In July 2017, in order to implement the requirements of the EU Fourth Anti-Money Laundering Directive, HM Revenue & Customs (HMRC) introduced their TRS. This imposed a requirement upon trustees to register with HMRC any express trust that had incurred a “relevant” tax liability. Trusts that were already registered with HMRC for self-assessment also needed to be reported under the TRS.
The relevant taxes are:
- Income tax
- Capital Gains tax
- Inheritance tax
- Stamp Duty Land tax
- Stamp Duty Reserve tax or Stamp Duty
- Land and Buildings Transaction tax (Scotland)
Pension schemes are not required to be registered under the TRS if they have already been registered online with HMRC under the Manage and Register Pension Schemes or Pension Schemes Online Services.

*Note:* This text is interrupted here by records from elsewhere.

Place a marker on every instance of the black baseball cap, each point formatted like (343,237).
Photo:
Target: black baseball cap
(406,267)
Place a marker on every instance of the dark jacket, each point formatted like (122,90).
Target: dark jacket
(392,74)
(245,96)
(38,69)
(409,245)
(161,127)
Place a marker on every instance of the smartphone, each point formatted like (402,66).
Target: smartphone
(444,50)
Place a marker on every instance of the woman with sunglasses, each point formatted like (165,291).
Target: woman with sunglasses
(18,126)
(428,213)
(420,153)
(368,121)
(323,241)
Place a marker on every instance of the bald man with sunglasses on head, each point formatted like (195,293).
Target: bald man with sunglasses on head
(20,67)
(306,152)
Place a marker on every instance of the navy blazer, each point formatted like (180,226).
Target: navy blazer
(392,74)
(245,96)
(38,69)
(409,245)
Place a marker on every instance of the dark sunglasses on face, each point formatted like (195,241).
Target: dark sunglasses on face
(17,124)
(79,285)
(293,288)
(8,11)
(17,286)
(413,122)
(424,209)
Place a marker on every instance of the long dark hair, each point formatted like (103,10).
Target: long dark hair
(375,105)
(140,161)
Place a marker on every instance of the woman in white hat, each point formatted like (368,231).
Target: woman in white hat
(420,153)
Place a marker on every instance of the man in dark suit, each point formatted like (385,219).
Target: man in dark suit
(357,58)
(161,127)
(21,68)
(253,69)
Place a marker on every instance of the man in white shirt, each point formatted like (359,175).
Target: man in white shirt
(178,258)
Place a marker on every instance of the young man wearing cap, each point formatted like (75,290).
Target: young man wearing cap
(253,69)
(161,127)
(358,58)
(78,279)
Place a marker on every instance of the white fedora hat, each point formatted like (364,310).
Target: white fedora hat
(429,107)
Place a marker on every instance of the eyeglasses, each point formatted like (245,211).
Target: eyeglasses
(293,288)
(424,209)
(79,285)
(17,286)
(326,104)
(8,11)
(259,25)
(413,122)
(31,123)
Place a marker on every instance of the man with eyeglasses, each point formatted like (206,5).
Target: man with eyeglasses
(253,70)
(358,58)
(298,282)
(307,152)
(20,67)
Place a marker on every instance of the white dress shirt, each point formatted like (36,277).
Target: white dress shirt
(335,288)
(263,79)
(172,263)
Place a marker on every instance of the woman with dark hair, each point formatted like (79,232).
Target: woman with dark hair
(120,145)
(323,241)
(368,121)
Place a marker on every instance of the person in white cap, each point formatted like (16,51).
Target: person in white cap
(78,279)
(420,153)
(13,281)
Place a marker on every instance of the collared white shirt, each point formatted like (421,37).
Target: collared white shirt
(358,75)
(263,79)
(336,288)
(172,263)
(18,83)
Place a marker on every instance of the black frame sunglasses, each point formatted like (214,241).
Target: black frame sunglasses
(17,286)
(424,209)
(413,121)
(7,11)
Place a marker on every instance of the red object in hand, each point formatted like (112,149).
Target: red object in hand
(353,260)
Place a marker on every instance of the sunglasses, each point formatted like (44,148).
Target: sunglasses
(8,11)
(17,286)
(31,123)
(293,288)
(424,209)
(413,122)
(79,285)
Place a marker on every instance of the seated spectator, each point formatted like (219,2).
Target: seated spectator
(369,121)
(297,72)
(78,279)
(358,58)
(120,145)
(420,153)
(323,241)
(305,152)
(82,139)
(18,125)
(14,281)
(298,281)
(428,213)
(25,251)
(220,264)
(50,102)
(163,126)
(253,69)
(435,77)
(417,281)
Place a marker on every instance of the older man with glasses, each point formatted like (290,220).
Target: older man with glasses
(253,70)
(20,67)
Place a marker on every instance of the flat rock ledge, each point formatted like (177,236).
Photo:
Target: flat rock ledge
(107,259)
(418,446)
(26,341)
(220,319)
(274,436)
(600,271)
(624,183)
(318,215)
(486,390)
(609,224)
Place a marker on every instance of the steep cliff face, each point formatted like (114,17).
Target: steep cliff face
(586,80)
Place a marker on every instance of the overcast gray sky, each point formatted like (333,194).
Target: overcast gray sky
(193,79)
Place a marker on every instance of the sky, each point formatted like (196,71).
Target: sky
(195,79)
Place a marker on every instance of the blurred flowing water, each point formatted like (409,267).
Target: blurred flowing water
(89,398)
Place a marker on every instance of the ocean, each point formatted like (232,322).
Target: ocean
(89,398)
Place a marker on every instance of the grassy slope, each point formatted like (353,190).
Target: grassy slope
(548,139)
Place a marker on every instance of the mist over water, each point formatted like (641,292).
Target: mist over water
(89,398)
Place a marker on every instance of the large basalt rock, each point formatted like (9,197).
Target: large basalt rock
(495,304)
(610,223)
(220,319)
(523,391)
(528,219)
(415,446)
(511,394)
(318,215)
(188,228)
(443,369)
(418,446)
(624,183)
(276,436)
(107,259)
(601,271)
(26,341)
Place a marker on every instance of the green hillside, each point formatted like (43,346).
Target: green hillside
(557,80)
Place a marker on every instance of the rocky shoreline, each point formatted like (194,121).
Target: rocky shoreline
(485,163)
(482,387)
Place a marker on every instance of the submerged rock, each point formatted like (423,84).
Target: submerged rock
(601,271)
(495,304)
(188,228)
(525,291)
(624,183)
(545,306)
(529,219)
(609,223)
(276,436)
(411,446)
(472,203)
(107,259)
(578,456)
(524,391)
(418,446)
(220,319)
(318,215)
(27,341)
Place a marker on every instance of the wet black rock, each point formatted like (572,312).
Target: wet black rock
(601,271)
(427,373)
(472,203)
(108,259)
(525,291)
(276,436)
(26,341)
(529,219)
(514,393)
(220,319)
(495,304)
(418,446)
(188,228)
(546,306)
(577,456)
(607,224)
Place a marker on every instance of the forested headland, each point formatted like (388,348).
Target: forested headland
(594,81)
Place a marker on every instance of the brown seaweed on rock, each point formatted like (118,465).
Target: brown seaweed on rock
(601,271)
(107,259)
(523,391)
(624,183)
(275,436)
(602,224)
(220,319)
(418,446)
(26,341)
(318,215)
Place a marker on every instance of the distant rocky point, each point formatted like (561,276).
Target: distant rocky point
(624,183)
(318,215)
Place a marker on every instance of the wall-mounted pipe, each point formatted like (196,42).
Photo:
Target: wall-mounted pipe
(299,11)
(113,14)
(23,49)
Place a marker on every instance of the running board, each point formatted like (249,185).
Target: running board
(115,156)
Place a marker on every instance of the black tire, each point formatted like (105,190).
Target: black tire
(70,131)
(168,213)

The deadlines for registration are 5 October following the end of the tax year in which a new income tax or capital gains tax liability arises. For all other taxes and ongoing liabilities, the registration deadline is 31 January following the end of the tax year. HMRC will impose penalties for late registrations.
For any year in which a tax liability arises, the trustees must also update the registration for any relevant details such as changes to trustees or beneficiaries. If no changes have taken place, it is necessary only to confirm that position to HMRC – this is usually done via the completion of a box on the annual trust tax return.
As part of the TRS registration, the details of the trust assets are disclosed to HMRC, however, there is no requirement for subsequent changes in the assets to be notified.
Changes from January 2020
In June 2018 the Fifth Anti-Money Laundering Directive (5MLD) came into law at EU level and will come into force in the UK effective from 10 January 2020 – this will be implemented regardless of whether Brexit has been finalised.
The effect of 5MLD will be to extend the TRS to all UK express trusts - not just those with a tax liability – and non-EU trusts that own UK real estate or have a business relationship with an “obliged entity”.
The category of obliged entities already includes lawyers, accountants, estate agents, banks and other financial institutions but will be expanded to include tax advisors, letting agents and art intermediaries such as auction houses, dealers and galleries.
The new directive will also require HMRC to share the trust data with obliged entities and anyone with a “legitimate interest” – the latter term is not defined in 5MLD will but be fully defined in due course by the Government. However, it is expected that disclosure of information will be restricted to those with active involvement in anti-money laundering or counter-terrorist financing.
What do trustees need to be aware of?
The outcome of HMRC’s consultation on the implementation of 5MLD has yet to be published. However, as above, the initial proposals indicate that all express trusts may be required to be registered with the TRS. This will include trusts that receive no income, such as pilot trusts, or trusts holding residential property occupied rent-free by a beneficiary. Therefore, trustees who previously have had no compliance obligations with HMRC will need to undertake new responsibilities from next January.
There will be specific deadlines by which trustees will need to submit TRS registrations under the new rules. The consultation suggests 31 March 2021 for any trusts in existence as at 10 March 2020 that will be affected by the new rules; and for new trusts, the proposal is that registration must take place within 30 days of the creation of the trust.
Once a trust has been registered with the TRS, it is proposed that any alteration to that trust is notified to HMRC within 30 days.
Trustees therefore need to be mindful of these time limits as the consultation indicates that penalties will be levied if the registration deadlines are missed. For trusts holding assets that do not produce an income, this will then raise the question of how the trustees can raise funds to pay any penalties that may be incurred.